According to the press in Sarajevo on Saturday, the scheduled trial will not be obstructed by attempts of Serb officials in Bosnia to challenge the legitimacy of the lawsuit.
Last month, Borislav Paravac, the Serb member in Bosnia's three-man presidency, initiated a procedure before the Bosnian Constitutional Court asking it to consider the grounds and legitimacy of the lawsuit and insisting that the procedure before the ICJ be halted.
Bosnian Foreign Minister Mladen Ivanic, who is also a Bosnian Serb representative, has tried to refer Paravac's request to the ICJ. According to the Oslobodjenje daily, the Bosniak (Bosnian Muslim) member of the presidency, Sulejman Tihic, has sent instructions to Bosnia's Ambassador to the Netherlands, Fuad Sabeta, telling him not to communicate with the Court given that Sakib Softic is the only authorised representative of Bosnia before that international judicial institution.
"The motion for the postponement of the main hearing may be proposed only by Bosnia-Herzegovina's Presidency, and not by some of its members if they act of their own," Tihic was quoted by the daily as writing in his letter to Sabeta.
After the the Ambassador Sabeta informed the Foreign Minister Ivanic that he was not going to file his request with the ICJ.
According to the timetable of the trial, the main hearing will start with an opening statement which Softic will make presenting Bosnia's position and evidence during seven days.
After that Serbia-Montenegro will be given seven days to present its defence.
On 17 March, three expert witnesses proposed by Bosnia will be questioned by the court.
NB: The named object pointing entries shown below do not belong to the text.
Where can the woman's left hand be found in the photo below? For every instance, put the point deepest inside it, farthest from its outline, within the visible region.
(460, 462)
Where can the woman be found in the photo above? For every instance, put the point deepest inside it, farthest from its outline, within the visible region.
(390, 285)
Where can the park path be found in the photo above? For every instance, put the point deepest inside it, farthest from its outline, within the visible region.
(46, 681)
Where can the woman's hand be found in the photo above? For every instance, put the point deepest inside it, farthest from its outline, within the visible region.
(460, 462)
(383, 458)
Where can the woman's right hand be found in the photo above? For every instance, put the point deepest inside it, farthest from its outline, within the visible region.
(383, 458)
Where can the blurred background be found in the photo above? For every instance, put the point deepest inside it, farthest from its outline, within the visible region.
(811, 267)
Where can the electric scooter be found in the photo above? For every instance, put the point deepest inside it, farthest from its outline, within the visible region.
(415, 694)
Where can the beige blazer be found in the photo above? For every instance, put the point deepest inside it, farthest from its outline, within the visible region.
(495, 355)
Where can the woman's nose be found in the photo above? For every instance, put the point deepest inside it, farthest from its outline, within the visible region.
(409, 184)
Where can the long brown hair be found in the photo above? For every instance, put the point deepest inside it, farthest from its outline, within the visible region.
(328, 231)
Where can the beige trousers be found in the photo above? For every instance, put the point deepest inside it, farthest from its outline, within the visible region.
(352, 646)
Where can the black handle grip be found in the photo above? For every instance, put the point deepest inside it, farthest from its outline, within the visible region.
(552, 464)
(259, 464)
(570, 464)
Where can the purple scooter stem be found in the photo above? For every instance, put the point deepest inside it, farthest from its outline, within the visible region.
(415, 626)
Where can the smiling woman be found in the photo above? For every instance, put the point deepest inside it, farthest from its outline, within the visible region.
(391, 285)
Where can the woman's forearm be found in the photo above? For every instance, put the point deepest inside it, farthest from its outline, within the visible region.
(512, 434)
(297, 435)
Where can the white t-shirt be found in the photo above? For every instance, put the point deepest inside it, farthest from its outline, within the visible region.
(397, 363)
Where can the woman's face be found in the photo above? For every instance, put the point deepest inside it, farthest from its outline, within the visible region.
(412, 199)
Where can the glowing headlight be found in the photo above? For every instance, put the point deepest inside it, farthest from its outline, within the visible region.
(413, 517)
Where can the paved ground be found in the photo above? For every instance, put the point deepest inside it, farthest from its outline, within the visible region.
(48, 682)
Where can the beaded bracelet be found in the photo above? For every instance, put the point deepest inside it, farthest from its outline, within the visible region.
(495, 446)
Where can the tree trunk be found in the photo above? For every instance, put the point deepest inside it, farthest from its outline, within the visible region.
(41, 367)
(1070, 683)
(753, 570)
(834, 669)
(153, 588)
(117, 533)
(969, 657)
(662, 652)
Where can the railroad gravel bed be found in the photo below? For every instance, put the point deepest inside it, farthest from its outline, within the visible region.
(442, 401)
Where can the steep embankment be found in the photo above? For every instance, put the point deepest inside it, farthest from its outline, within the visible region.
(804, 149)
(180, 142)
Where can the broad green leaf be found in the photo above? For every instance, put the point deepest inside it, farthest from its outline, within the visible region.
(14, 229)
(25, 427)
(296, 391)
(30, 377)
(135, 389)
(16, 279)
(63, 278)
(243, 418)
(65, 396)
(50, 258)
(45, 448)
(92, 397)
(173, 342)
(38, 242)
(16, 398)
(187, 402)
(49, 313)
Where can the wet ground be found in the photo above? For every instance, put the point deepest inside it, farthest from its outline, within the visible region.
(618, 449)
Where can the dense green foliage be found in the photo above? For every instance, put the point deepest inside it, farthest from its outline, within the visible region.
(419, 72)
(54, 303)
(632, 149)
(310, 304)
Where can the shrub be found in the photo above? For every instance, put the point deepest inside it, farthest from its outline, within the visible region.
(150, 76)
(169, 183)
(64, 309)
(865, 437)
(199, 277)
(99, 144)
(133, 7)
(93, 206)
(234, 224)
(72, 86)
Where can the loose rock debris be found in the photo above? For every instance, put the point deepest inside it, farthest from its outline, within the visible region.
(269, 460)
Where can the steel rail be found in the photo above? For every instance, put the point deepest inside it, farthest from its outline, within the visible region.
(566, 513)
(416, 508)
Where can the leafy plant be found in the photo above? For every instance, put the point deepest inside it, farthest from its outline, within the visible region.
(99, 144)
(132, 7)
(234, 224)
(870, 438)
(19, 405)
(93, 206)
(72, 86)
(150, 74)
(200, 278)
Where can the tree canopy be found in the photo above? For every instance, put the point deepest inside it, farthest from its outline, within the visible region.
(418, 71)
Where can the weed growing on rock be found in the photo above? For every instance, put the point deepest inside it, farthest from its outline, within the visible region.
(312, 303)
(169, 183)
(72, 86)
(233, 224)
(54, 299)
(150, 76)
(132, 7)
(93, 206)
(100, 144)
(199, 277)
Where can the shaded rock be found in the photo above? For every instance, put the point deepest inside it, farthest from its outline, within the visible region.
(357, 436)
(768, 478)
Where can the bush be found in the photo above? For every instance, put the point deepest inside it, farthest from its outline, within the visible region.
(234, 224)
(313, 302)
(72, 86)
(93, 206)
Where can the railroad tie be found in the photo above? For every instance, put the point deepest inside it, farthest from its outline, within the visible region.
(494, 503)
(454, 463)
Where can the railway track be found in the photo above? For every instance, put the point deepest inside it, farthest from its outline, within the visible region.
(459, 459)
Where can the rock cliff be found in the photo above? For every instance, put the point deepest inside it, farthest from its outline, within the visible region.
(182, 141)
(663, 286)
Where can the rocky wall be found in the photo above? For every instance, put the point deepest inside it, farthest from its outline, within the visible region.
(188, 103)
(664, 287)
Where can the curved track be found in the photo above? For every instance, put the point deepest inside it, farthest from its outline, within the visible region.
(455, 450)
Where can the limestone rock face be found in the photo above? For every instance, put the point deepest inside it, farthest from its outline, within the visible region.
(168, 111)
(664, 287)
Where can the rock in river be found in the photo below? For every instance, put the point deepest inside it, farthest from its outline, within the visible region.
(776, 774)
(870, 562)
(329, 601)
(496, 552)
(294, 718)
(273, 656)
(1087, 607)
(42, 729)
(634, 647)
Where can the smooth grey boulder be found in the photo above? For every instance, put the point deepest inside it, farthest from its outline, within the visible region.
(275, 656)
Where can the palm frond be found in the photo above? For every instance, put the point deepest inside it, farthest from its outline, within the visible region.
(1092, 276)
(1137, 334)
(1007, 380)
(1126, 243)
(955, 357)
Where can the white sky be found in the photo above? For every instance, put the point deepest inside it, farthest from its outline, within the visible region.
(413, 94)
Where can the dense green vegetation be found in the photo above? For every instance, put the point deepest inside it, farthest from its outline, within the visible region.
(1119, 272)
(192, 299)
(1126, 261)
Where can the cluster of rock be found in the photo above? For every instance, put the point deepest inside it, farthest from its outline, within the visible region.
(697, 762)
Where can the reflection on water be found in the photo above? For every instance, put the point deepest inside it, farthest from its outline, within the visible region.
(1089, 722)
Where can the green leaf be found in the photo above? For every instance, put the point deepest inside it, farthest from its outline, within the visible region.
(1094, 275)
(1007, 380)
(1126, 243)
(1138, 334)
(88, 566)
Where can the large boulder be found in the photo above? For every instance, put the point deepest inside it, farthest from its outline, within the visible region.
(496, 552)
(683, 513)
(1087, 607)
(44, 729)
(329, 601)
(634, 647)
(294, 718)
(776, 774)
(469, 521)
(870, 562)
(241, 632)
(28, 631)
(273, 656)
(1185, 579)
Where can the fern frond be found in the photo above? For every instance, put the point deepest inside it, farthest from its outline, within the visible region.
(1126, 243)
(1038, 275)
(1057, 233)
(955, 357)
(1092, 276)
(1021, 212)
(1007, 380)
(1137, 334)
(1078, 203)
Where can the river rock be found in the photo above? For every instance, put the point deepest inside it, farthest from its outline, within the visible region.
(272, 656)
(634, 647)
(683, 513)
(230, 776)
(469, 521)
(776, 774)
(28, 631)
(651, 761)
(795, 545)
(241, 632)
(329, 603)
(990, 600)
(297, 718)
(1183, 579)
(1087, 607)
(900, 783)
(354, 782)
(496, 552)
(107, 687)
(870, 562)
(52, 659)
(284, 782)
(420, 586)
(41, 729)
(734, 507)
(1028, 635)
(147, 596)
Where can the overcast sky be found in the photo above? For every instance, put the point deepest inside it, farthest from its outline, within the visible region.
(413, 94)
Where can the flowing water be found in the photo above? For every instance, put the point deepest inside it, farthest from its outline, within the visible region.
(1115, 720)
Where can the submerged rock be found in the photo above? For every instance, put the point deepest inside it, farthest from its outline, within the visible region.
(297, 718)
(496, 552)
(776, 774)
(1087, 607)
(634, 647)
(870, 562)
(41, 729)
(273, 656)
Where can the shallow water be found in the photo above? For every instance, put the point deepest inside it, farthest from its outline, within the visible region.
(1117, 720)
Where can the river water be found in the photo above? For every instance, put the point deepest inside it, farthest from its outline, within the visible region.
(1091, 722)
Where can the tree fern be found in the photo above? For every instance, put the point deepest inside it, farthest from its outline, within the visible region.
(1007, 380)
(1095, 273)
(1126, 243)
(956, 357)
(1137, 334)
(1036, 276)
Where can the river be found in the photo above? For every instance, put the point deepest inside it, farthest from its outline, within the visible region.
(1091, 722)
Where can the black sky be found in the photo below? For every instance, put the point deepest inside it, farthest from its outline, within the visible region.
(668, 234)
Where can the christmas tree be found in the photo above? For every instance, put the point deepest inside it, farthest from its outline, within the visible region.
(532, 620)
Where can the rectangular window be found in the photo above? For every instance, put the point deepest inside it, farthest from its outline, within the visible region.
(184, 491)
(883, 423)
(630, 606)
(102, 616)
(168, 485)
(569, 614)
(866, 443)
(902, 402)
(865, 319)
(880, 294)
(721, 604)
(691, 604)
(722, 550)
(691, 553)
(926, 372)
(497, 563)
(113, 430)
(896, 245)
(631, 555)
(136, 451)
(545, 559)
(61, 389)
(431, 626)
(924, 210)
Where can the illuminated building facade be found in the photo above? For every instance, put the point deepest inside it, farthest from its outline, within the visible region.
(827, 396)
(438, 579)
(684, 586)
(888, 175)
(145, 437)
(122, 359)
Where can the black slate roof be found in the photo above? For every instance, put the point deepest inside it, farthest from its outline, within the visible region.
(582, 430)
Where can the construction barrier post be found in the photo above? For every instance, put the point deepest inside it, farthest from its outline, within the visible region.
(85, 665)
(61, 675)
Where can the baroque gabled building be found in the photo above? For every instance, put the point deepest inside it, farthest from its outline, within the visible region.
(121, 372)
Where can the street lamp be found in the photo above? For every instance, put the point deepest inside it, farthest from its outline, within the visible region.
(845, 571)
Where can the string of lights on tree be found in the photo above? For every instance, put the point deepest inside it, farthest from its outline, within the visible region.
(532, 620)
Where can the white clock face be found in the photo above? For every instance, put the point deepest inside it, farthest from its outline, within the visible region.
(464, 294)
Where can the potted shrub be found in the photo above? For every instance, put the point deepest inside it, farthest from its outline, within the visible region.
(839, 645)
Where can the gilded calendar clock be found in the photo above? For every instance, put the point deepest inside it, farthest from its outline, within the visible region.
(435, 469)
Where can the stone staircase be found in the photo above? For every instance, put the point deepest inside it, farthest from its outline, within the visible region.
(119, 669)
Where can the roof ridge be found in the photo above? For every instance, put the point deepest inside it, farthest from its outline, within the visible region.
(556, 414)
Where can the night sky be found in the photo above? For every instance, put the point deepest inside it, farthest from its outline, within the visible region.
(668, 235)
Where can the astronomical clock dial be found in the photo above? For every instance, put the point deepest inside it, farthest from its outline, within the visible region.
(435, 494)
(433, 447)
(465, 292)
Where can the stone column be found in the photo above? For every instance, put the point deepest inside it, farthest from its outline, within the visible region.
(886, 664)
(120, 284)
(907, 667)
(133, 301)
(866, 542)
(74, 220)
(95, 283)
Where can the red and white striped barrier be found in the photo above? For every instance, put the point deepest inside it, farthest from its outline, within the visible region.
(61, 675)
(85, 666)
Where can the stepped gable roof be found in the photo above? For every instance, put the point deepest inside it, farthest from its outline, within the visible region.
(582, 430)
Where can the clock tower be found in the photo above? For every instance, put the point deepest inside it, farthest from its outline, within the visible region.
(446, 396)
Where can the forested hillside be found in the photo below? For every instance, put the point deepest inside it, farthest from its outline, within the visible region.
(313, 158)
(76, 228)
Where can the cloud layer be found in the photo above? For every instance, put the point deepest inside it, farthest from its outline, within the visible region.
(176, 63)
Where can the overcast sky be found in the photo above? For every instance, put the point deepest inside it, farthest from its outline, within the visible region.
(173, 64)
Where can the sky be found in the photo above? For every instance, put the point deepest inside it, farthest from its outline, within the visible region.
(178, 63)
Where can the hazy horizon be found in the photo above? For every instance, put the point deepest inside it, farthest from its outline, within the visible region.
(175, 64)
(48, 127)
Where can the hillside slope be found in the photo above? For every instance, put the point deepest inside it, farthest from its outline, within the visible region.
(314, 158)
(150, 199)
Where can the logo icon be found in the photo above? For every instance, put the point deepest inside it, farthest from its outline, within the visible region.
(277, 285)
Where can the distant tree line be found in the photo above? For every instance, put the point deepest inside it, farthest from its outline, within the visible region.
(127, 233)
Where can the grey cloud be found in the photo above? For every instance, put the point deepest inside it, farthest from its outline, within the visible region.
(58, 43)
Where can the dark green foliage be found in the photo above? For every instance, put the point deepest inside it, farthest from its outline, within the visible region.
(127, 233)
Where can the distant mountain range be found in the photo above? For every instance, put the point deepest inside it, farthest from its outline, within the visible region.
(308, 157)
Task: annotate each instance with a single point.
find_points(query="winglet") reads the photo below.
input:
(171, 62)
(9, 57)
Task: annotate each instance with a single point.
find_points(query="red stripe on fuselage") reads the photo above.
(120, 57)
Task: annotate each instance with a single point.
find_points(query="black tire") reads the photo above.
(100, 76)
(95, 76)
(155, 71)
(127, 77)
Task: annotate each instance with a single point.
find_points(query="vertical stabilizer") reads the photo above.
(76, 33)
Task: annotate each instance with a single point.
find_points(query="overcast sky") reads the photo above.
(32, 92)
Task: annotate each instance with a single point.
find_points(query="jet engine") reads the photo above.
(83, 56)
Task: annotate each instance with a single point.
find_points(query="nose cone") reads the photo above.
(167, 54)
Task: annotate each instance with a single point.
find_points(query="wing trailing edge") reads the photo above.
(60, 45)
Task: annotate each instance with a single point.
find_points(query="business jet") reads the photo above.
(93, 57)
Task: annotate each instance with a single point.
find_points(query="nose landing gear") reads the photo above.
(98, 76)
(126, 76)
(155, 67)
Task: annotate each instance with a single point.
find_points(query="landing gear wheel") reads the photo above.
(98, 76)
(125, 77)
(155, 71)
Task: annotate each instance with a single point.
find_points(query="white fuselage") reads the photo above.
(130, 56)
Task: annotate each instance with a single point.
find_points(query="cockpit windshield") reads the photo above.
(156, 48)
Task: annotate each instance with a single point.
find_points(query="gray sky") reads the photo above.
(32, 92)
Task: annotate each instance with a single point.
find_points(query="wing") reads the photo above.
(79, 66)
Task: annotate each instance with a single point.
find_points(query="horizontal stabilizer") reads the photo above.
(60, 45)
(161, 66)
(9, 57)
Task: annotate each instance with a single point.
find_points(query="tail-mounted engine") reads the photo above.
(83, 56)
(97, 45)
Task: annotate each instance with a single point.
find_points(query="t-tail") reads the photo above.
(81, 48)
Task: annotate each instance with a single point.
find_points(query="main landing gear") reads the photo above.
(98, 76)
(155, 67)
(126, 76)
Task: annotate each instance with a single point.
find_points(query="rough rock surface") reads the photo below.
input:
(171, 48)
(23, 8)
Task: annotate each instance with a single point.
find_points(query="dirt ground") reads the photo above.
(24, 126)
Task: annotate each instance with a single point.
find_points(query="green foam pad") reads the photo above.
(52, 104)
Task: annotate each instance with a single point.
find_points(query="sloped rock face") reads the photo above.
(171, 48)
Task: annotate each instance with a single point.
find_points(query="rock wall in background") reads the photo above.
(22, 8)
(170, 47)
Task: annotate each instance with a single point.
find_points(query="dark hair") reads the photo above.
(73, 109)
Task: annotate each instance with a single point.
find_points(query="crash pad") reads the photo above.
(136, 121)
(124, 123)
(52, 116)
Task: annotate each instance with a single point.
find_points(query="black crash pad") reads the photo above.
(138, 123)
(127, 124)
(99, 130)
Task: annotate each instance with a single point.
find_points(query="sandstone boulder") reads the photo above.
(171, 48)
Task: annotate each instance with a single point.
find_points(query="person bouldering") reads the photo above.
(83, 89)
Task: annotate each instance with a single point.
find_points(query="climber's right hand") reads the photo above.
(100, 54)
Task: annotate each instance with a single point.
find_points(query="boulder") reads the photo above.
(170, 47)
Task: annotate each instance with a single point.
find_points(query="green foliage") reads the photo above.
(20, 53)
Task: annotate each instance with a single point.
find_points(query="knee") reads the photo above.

The Dnevni Avaz daily reports that retired British General Richard Dannatt is expected to explain the role of the then Yugoslav People's Army in the attacks against Bosnia-Herzegovina and its support to Bosnian Serb hardliner Radovan Karadzic and his forces. The second witness, Andras J. Riedlmayer, who is in charge of the Documentation Center of the Aga Khan Program for Islamic Architecture, at the Fine Arts Library, Harvard University, will speak about the destruction of cultural and religious monuments and facilities.
The third witness proposed by Sarajevo is U.S. historian Robert Donia who should explain the genesis of the 1991-1995 war in Bosnia.
The defending party gave a lengthy list of its witnesses, including a former president of the Federal Republic of Yugoslavia, Zoran Lilic, retired JNA General Aleksandar Dimitrijevic, a Serbian reporter, Lazar Lalic, and among others also the current human rights ombudsman in Bosnia, Vitomir Popovic.
A final verdict is expected to be passed until the end of this year.